2.3 Barplot for categorical values

irisdf.species.value_counts().plot(kind="bar");

2.4 Grouped barplot

irisdf.groupby(["species", "flower"])["sepal_length"].count().unstack().plot(kind="bar");

2.5 Seaborn module

Seaborn is a plotting module for Python that allows to do some cool and quite complicated plots easily. It is not in the default installation of Anaconda so you need to install it (conda install seaborn).

import seaborn as sns

sns.pairplot(irisdf[["sepal_length", "petal_length", "species"]], hue="species");

2.6 Using R in a Python Jupyter notebook

There is some functionality that is present in R and not in Python. Also plotting capabilities of R are sometimes more flexible and easier to use. Because of that it is good to for example do some initial data processing in Python and then plot the results in R. In Jupyter notebook we can do it in a one notebook in the following way.

Before running these commands, you need to install the necessary things. Follow the instructions under steps 20 and 21 in here: https://www.dataquest.io/blog/jupyter-notebook-tips-tricks-shortcuts/. The installation might not go too smoothly (I had some issues) but after you get it working, it is very convenient.

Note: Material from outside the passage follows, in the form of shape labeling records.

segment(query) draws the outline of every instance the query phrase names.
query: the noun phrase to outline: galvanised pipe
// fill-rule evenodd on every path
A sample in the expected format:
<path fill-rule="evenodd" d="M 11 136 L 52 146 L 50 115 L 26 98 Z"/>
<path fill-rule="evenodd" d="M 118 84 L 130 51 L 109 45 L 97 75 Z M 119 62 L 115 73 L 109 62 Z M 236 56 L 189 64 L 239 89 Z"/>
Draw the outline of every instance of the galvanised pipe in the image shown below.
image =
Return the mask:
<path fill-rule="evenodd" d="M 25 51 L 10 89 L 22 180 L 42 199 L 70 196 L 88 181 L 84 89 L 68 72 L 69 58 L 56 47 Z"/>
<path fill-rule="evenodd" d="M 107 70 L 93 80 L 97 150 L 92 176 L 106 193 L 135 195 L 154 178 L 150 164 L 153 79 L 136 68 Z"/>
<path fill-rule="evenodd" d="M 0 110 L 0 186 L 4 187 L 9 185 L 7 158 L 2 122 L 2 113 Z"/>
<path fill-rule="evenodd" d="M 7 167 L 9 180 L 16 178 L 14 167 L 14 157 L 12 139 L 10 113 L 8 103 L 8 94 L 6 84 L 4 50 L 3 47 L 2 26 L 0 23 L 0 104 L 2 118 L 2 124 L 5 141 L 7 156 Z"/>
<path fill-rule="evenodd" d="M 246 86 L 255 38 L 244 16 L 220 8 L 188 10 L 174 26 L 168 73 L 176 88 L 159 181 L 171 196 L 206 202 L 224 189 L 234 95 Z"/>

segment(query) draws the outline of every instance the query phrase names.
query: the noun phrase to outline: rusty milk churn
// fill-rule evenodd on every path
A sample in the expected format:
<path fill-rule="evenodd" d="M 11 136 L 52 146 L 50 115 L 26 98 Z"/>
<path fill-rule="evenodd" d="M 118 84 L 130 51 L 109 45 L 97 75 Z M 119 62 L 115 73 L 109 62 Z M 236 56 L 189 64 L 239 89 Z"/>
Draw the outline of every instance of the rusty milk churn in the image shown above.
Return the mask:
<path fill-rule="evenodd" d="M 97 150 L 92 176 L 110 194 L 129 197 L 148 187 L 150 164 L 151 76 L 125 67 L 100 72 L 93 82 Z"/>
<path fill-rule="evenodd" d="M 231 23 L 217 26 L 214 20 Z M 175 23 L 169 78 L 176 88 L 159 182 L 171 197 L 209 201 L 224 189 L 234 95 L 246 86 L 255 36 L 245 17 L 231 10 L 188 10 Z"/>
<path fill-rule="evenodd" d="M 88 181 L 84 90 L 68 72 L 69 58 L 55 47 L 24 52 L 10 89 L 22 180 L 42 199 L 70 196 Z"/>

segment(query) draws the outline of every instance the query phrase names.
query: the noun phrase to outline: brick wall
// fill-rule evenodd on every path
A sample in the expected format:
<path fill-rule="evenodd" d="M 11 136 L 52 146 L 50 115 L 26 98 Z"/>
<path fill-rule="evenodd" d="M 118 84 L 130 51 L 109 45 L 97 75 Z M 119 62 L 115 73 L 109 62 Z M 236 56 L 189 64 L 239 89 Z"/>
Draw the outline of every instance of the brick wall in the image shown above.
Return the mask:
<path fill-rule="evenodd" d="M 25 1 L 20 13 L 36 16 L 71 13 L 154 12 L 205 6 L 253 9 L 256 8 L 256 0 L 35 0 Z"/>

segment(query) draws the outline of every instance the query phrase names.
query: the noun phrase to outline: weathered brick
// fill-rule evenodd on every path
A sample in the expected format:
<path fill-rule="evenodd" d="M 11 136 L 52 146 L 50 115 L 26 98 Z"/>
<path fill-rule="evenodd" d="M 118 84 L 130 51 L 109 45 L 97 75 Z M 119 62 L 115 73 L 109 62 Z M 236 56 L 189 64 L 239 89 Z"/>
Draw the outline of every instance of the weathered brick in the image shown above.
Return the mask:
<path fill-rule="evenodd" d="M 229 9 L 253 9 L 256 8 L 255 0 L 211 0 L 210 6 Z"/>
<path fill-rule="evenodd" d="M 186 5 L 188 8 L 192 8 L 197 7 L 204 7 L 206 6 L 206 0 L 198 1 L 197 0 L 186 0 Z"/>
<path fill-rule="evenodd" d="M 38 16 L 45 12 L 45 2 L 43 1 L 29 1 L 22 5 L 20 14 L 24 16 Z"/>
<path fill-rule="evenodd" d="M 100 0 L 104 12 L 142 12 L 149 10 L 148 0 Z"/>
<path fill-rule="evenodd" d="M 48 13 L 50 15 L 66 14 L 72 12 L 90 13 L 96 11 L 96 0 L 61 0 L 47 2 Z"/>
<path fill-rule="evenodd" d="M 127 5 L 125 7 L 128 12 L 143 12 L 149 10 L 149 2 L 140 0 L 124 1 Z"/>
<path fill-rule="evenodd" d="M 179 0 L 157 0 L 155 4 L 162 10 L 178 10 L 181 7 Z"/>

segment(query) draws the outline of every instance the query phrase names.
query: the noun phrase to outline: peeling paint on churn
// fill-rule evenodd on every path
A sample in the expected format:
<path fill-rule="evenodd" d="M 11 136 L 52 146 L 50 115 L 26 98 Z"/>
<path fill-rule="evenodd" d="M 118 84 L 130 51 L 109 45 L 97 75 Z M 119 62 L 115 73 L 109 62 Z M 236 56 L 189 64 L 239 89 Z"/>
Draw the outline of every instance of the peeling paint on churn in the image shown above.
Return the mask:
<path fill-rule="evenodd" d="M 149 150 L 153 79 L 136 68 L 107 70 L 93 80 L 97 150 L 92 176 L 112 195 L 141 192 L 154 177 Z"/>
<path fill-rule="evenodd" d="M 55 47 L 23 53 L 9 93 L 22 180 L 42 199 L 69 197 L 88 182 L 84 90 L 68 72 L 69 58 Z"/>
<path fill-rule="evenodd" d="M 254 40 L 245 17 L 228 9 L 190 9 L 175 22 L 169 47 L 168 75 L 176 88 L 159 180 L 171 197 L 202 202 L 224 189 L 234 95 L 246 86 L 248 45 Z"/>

# fist load the necessary things to work with R in Python Jupyter notebook

%load_ext rpy2.ipython
%R require(ggplot2)
#%Rdevice svg <- you can try to do smth like this to get good quality R imgs, but it might not work

The rpy2.ipython extension is already loaded. To reload it, use:
  %reload_ext rpy2.ipython

array([1], dtype=int32)

• To write R code in a cell, you have to start it with %%R command - rmagic command.
• If you want to give some existing data to R, use -i command, you can also send output from R.
• Other commands are there to make the plots look nice - you can experiment with them, remove them etc.
• Read more about the possibilities from here: https://ipython.org/ipython-doc/2/config/extensions/rmagic.html.

%%R -i irisdf -w 150 -h 100 -u mm -r 400

ggplot(irisdf, aes(x = sepal_length, y = sepal_width,color = species, size = petal_width)) + geom_point()

%%R -i irisdf -w 150 -h 100 -u mm -r 400

ggplot(irisdf, aes(x = sepal_length, y = sepal_width))+ geom_point() + facet_grid(species~.)